At the heart of the baseline algorithm is a neural network, trained to take an image and return a pixel segmentation map. The neural net used here is a U-Net with a VGG-11 encoder. This architecture, also called a TernausNet, is the same one used for the SpaceNet 4 baseline. The only difference here is that the neural network takes four-band images as input. That’s because our quad-pol SAR imagery contains four polarization channels.
To make transfer learning as simple as possible, the pan-sharpened RGB optical imagery is converted into four-channel images so it can be treated as ersatz SAR imagery. (Red is used for the HH polarization, green for VV, and blue for both HV and VH.) That way, the model can be trained on the optical and then the SAR with no swapping out of layers required.
Training is done for 150 epochs on optical imagery followed by 50 epochs on SAR imagery. Optical imagery is augmented by random rotations of 0, 90, 180, or 270 degrees, but no such augmentation is done with the SAR data because of the directionality mentioned above. About 1/5 of the training data is set aside for validation, with this data being drawn from the easternmost part of the training data region. Instead of just using the model weights after the final epoch, the model weights that result in the highest performance on the validation data are used. Because the model is susceptible to overtraining with this data, the “best” version sometimes comes well before the final epoch.
Training is done with an AdamW optimizer. Model performance is evaluated using a loss function that combines Dice and focal loss, with the latter being given ten times the weight of the former. This choice of optimizer and loss function is based on the winning SpaceNet 4 algorithm. Training is completed in about ten hours on 4 Titan Xp GPUs; testing in about half an hour.
It should be emphasized that there are many ways to approach this challenge, with the given baseline providing only one such approach. For example, a completely different way to use the optical data is to train a deep learning model to convert SAR images to optical-style images (see here and here), effectively turning a SAR→footprint task into an optical→footprint task.
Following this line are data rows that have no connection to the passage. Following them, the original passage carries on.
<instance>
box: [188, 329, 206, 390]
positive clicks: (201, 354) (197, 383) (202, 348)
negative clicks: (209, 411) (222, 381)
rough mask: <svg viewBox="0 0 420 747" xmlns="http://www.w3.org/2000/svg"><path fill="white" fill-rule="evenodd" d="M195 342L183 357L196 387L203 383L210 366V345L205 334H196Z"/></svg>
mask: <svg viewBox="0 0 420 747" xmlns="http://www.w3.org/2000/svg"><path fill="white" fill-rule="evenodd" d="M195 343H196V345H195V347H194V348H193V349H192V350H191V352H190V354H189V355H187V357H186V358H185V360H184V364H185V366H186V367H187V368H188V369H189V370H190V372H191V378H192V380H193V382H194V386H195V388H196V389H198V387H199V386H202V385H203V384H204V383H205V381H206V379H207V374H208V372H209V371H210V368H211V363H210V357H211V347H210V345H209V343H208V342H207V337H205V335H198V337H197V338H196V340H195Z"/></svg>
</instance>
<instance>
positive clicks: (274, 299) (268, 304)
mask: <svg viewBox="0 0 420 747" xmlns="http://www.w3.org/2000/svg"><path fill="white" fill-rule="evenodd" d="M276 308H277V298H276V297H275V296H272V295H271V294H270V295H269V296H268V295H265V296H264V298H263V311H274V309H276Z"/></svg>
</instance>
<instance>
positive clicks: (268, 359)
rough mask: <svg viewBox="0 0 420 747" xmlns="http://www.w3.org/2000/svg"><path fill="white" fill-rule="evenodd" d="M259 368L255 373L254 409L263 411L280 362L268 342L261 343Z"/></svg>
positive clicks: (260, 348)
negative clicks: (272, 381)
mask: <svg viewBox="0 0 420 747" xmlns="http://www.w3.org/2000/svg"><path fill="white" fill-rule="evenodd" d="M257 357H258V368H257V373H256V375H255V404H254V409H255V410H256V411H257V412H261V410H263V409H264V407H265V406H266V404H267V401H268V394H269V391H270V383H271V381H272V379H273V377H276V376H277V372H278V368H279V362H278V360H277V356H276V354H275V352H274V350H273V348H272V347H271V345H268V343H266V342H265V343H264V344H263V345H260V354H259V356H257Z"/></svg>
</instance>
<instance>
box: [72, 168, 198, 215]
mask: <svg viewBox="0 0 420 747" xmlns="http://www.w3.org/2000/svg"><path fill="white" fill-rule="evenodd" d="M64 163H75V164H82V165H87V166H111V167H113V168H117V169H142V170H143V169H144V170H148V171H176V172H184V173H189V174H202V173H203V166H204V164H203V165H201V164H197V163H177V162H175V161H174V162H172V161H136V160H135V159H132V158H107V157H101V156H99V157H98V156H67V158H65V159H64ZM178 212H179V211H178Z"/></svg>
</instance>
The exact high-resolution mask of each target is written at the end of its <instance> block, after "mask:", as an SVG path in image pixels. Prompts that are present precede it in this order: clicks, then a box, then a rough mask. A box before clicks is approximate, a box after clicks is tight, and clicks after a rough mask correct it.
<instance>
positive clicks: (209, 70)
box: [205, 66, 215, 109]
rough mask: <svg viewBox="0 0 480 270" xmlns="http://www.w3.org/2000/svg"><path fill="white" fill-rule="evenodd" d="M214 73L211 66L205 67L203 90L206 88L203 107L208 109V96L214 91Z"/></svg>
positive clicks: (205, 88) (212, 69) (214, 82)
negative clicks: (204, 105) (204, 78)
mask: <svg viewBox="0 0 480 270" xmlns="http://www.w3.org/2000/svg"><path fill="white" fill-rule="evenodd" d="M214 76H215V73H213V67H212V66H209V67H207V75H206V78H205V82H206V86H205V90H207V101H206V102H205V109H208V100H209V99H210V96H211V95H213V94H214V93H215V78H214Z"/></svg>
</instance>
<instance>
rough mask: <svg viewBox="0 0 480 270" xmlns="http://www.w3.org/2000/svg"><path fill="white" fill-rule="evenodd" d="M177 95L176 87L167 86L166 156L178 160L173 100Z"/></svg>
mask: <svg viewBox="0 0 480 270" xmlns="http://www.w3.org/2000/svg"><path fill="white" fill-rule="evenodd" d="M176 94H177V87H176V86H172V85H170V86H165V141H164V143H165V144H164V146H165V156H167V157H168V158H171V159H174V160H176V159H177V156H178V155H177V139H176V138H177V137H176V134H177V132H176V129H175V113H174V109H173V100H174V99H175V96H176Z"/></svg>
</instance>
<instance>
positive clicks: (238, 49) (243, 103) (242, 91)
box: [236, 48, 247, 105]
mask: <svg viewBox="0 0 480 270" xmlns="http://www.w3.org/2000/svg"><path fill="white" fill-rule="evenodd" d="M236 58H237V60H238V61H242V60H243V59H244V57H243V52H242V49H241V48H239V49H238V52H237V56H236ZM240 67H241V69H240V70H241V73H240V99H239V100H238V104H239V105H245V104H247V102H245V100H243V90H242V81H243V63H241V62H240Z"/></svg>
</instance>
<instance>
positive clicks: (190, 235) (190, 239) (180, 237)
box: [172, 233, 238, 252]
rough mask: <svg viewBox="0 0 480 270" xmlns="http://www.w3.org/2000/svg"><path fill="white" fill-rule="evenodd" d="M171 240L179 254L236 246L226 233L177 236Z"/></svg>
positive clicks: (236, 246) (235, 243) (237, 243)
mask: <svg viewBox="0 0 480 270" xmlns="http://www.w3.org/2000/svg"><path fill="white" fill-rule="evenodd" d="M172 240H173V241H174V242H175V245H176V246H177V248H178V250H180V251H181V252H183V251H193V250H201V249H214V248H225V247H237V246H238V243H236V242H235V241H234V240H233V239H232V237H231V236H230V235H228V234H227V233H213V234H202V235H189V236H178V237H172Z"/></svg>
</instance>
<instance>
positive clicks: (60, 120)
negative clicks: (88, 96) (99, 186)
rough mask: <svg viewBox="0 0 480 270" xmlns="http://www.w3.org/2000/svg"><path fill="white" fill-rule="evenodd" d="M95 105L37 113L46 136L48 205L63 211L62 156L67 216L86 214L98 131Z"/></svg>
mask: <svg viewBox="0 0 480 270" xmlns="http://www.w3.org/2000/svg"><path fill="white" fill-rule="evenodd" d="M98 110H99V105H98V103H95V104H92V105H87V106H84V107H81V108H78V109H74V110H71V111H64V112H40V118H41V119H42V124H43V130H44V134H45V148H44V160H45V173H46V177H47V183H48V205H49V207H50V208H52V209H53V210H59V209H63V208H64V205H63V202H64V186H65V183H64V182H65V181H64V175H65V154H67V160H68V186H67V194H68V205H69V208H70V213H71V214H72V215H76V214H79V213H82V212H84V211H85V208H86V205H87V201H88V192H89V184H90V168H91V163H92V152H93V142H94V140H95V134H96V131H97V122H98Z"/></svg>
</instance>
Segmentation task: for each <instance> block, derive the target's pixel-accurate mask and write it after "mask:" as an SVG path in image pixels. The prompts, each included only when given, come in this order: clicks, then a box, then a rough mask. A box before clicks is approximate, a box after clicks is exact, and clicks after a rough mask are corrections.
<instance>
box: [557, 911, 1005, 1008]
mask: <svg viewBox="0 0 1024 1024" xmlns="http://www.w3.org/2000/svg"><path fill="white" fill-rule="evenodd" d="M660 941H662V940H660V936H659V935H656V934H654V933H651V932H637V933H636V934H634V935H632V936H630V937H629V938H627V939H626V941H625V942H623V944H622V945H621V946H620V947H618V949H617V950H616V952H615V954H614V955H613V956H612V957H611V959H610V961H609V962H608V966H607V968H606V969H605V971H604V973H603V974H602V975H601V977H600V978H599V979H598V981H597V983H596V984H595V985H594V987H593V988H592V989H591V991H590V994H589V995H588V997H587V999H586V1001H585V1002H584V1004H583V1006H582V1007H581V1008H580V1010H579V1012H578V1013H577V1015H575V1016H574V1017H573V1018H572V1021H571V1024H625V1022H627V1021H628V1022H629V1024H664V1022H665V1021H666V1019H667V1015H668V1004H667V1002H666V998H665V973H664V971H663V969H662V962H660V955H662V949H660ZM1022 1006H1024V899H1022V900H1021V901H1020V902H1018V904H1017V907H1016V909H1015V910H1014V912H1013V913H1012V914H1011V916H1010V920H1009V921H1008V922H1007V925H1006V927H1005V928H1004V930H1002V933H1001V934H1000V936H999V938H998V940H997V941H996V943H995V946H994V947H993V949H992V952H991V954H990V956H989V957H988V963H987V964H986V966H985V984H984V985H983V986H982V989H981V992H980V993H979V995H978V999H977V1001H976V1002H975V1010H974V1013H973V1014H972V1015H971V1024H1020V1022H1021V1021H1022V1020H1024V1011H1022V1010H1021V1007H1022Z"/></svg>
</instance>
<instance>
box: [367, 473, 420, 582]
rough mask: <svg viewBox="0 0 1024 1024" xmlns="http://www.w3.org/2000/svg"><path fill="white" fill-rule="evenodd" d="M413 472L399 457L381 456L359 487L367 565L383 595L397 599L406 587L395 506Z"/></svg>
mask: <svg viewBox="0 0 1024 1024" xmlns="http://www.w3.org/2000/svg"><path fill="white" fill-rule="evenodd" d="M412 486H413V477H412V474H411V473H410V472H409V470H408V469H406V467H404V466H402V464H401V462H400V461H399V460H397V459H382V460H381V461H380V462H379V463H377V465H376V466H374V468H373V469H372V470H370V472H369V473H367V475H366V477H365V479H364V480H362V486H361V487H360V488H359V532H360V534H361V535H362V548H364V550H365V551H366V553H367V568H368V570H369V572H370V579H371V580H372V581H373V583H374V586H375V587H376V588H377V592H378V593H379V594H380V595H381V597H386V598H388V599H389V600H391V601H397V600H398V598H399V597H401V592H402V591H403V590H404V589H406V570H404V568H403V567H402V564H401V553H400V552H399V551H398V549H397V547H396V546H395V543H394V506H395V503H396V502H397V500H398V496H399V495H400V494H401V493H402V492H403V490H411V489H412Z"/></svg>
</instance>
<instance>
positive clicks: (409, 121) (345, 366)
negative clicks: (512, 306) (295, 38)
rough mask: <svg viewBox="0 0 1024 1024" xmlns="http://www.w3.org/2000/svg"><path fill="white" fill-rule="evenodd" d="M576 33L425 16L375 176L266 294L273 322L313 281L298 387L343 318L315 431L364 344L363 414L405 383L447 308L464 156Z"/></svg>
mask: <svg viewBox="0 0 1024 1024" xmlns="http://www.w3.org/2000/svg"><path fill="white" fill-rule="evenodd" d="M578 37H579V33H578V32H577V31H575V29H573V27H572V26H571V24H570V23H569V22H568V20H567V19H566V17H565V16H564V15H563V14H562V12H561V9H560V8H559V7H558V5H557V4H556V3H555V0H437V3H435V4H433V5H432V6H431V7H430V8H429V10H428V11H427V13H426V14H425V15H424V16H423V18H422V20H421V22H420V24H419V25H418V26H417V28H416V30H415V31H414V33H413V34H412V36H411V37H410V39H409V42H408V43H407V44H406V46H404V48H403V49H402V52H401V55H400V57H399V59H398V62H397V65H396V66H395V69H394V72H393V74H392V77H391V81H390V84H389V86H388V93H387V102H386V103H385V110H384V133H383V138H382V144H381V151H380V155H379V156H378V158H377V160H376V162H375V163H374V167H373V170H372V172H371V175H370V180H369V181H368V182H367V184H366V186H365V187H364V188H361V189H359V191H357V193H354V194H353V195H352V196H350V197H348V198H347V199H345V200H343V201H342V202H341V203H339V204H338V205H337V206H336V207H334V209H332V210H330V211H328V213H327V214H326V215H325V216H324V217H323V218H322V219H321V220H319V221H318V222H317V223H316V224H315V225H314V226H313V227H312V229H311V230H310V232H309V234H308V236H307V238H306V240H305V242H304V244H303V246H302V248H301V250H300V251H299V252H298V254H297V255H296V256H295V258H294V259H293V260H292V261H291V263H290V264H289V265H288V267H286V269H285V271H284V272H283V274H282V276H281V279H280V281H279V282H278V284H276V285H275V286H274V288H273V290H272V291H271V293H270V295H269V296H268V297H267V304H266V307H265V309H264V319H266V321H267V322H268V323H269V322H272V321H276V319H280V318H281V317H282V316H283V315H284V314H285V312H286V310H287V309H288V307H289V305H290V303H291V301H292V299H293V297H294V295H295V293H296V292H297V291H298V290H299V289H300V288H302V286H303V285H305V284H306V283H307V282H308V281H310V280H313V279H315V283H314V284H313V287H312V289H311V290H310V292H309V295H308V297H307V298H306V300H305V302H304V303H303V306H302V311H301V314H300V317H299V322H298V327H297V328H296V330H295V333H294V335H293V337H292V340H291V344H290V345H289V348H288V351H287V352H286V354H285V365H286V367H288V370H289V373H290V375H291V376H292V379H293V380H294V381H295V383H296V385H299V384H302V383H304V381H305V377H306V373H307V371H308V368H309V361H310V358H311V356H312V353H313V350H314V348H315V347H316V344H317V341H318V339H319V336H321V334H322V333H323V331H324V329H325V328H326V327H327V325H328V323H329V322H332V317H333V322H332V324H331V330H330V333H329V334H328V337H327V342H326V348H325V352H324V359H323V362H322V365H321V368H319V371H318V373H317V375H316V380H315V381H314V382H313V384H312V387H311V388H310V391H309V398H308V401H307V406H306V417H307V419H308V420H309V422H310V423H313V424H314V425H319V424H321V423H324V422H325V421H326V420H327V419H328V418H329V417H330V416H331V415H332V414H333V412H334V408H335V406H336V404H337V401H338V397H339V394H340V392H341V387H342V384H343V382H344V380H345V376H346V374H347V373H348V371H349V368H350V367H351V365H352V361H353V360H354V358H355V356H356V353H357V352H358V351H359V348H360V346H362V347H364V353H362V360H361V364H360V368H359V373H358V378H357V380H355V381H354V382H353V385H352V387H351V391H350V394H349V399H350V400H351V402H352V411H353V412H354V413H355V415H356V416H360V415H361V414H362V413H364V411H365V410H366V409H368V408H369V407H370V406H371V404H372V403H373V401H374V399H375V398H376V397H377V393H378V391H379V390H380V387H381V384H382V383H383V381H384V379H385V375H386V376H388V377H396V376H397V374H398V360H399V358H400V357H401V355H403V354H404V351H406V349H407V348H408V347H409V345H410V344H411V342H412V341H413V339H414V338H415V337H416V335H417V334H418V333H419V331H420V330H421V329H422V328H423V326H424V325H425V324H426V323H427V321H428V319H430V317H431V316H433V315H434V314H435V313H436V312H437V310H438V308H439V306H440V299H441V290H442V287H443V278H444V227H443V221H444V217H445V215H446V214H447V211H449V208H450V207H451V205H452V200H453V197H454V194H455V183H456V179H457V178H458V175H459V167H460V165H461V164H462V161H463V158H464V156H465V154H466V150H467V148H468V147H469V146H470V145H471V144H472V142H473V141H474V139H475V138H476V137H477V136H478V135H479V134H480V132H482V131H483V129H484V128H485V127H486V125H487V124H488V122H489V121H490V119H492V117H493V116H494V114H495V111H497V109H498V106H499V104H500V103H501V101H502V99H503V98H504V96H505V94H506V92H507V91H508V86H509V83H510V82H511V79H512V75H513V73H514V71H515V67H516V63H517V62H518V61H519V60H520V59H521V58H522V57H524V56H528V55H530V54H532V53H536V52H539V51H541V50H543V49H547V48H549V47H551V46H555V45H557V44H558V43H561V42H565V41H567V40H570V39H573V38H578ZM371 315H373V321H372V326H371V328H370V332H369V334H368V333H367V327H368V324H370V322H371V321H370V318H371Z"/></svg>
Using the SpaceNet metric, the baseline model achieves a score of 0.21±.02 for the SpaceNet 6 Challenge. If transfer learning with optical data is not used, the score drops to 0.135±.002. If transfer learning is not used and furthermore the SAR imagery is augmented with random rotation (thereby failing to respect directionality), the scores sinks slightly lower to 0.12±.03. During training, the lowest loss when training on optical data was almost three times smaller than the lowest loss training on SAR, suggesting that interpreting SAR is a fundamentally harder problem than optical imagery, at least when the optical imagery is nearly on-nadir. Several years ago, the baseline for the very first SpaceNet challenge, which concerned finding building footprints from optical imagery, clocked in at a score of 0.21, roughly equal to the current baseline for SAR. The results of that first challenge, and subsequent building footprint challenges with optical data, saw ever-increasing performance. If this trend holds true for the realm of SAR, then achievable performance may far exceed what’s shown in this baseline.